I don't know if this is useful to you, but here's one obvious formulation. Suppose $\mu$ is a measure and $\lambda$ is a measure with Radon-Nikodym derivative $f$ with respect to $\mu$. Then $f$ is bounded (up to sets of $\mu$-measure $0$) iff $\lambda/\mu$ is bounded, in the sense that there exists $C$ such that for any set $A$ such that $\mu(A)>0$, $\lambda(A)/\mu(A)\leq C$. Or more simply, there exists $C$ such that $\lambda(A)\leq C\mu(A)$ for all measurable $A$.

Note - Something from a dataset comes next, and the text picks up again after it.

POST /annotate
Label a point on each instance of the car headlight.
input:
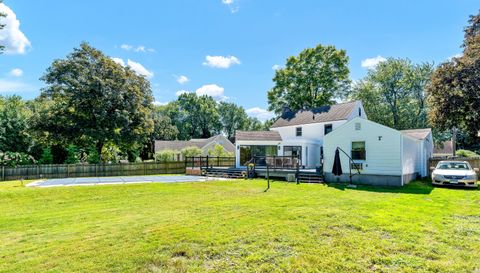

The proof is straightforward. First, suppose $f$ is bounded; say $f(x)\leq C$ for all $x$. Then for any measurable $A$, $\lambda(A)=\int_A f\,d\mu\leq C\mu(A)$. Now suppose $f$ is unbounded. Since we're working up to sets of measure $0$, this means that for any $C$, there is a set $A$ of positive measure on which $f\geq C$. We then have $\lambda(A)=\int_A f\,d\mu\geq C\mu(A)$. Since $C$ is arbitrary, this means $\lambda/\mu$ is unbounded.